The tornado formed in conditions that were conducive to the development of severe thunderstorms and tornadoes. A strong low-pressure system and upper-level disturbance pivoted northward through western Minnesota, pulling moist and unstable right up to the Canadian border. This system had produced a mini-outbreak of small tornadoes in South Dakota and Minnesota one day earlier, and the ingredients for tornadoes improved in many ways as the system turned northward.
The Storm Prediction Center had indicated a slight risk for severe weather and tornadoes earlier in the day, and issued a Severe Thunderstorm Watch as severe weather became more probable. The Duluth National Weather Service had issued a Tornado Warning for Cook County at 5:36 PM, 34 minutes before the tornado struck. No tornado was reported during the duration of the warning, because of a lack of spotters deep in the northern forest, but later analyses indicated the tornado was on the ground from 6:10 to 6:20 PM. It took more than two weeks for the National Weather Service sift through the evidence and confirm this tornado.

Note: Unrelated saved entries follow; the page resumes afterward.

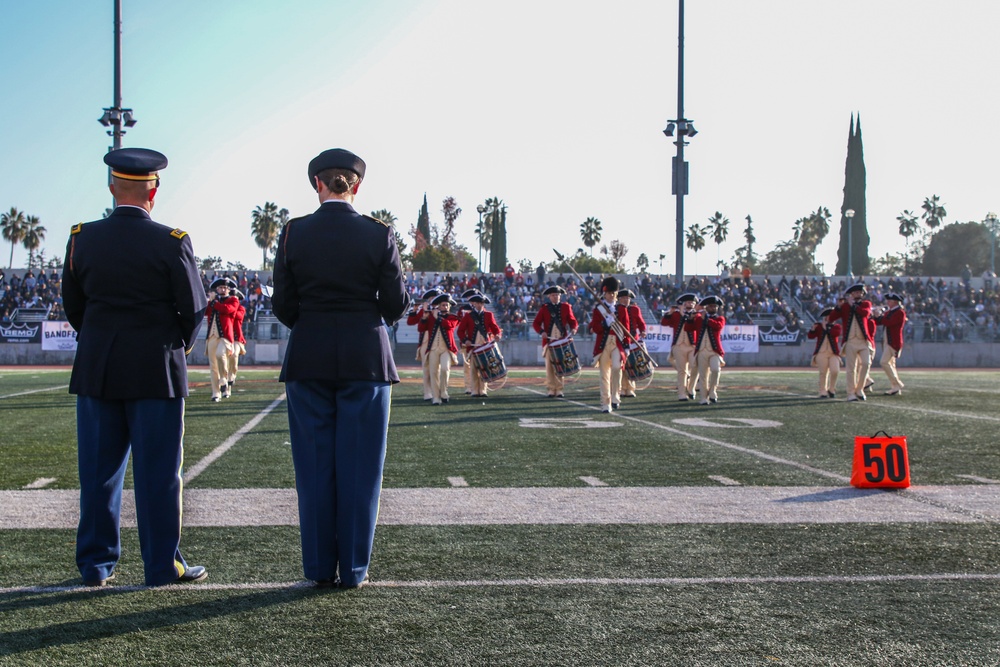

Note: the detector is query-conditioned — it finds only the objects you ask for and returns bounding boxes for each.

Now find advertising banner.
[0,322,42,344]
[759,325,803,346]
[642,325,674,353]
[41,321,78,351]
[643,324,759,354]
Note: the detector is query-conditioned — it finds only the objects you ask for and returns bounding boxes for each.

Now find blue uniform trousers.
[285,379,390,586]
[76,396,191,586]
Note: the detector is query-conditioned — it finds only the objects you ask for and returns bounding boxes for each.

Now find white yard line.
[753,387,1000,423]
[183,393,286,483]
[23,478,56,489]
[0,385,69,400]
[4,571,1000,595]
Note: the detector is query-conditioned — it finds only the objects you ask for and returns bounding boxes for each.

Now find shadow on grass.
[776,487,886,503]
[0,584,321,658]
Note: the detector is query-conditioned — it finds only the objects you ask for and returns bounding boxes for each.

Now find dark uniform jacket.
[62,206,207,399]
[272,200,410,383]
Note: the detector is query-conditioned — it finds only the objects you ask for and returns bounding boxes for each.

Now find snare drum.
[624,347,653,383]
[472,341,507,383]
[547,337,581,378]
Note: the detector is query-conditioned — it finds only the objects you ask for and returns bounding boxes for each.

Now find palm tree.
[21,216,46,269]
[707,211,729,268]
[580,217,602,255]
[685,223,708,274]
[1,207,27,269]
[897,209,919,275]
[921,195,947,230]
[370,209,397,227]
[250,202,280,269]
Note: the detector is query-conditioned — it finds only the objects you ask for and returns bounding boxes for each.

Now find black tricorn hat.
[884,292,902,302]
[460,288,480,300]
[617,289,636,299]
[209,278,232,290]
[468,293,491,304]
[700,295,723,307]
[675,292,698,304]
[845,282,866,295]
[820,307,834,318]
[431,293,456,306]
[307,148,366,187]
[421,288,443,301]
[542,285,566,295]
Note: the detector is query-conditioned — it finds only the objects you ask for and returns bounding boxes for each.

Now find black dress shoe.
[313,578,337,588]
[828,391,836,398]
[338,574,370,590]
[177,565,208,583]
[612,403,619,409]
[83,572,116,587]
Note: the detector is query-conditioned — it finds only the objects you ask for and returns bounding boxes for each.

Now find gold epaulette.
[364,214,390,227]
[170,228,188,240]
[71,223,84,235]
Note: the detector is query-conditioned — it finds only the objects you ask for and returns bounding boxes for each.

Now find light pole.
[986,212,998,276]
[663,0,698,290]
[476,204,487,272]
[97,0,137,207]
[845,208,855,278]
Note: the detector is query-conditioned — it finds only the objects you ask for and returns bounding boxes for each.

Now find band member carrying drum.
[618,288,646,398]
[532,285,579,398]
[408,288,442,401]
[589,276,629,413]
[690,295,726,405]
[458,288,479,395]
[417,293,461,405]
[806,307,842,398]
[458,291,503,398]
[661,293,699,401]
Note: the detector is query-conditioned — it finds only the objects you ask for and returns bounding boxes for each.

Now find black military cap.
[460,288,480,300]
[884,292,902,302]
[617,289,636,299]
[421,288,443,301]
[209,278,232,290]
[307,148,366,187]
[820,307,834,318]
[104,148,167,182]
[700,295,724,307]
[542,285,566,295]
[431,293,456,306]
[675,293,698,304]
[468,293,491,304]
[845,283,866,295]
[600,276,620,293]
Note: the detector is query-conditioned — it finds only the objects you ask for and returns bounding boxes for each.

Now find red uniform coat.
[233,304,247,345]
[532,302,578,347]
[875,307,906,352]
[457,308,502,349]
[828,300,874,345]
[690,312,726,356]
[417,312,460,354]
[206,295,240,342]
[806,321,842,356]
[589,302,630,356]
[661,309,698,348]
[627,304,646,339]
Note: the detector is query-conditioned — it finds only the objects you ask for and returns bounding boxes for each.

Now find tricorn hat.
[699,295,724,307]
[617,288,636,299]
[675,292,698,304]
[468,293,491,304]
[884,292,902,302]
[543,285,566,296]
[421,288,443,301]
[430,293,456,307]
[845,282,866,295]
[209,278,233,290]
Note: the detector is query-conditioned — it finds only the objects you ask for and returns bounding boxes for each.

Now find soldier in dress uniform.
[532,285,579,398]
[661,293,699,401]
[828,283,875,402]
[206,277,240,401]
[228,289,247,390]
[62,147,208,587]
[272,148,410,589]
[457,289,478,395]
[417,293,461,405]
[407,288,442,401]
[458,292,503,397]
[589,276,629,413]
[690,295,726,405]
[875,292,907,395]
[618,288,646,398]
[806,307,842,398]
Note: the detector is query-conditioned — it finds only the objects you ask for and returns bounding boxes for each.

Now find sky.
[1,0,998,276]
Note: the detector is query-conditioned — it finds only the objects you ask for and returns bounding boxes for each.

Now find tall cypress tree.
[836,114,870,276]
[488,199,507,273]
[416,193,431,251]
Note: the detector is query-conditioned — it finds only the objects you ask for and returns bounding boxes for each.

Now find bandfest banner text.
[41,321,78,351]
[642,324,759,354]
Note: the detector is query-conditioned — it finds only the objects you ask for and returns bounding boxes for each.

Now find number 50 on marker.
[850,434,911,489]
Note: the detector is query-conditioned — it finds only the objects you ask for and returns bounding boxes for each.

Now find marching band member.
[618,288,646,398]
[458,291,503,398]
[589,276,629,413]
[532,285,579,398]
[829,283,875,402]
[806,307,842,398]
[875,292,907,395]
[206,277,240,402]
[228,289,247,391]
[408,288,442,401]
[690,295,726,405]
[418,293,461,405]
[458,289,479,395]
[661,293,699,401]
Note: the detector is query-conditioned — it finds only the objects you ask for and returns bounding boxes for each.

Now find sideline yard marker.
[23,477,56,489]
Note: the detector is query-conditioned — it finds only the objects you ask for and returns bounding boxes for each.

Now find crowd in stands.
[3,264,1000,343]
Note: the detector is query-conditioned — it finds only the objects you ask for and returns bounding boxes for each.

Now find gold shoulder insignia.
[170,228,188,240]
[71,223,84,235]
[364,214,390,227]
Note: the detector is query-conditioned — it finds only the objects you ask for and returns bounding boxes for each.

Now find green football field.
[1,366,999,666]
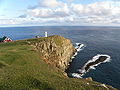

This tornado is not the latest on record in Minnesota, nor is it the only tornado to have occurred in the Boundary Waters Canoe Area Wilderness. It is, however, the only tornado known to have occurred deep in Minnesota's Arrowhead this late in the season. The runner-up for this dubios distinction occurred in 1900, when a deadly tornado ravaged Biwabik, an Iron Range community in St. Louis County, on October 6th.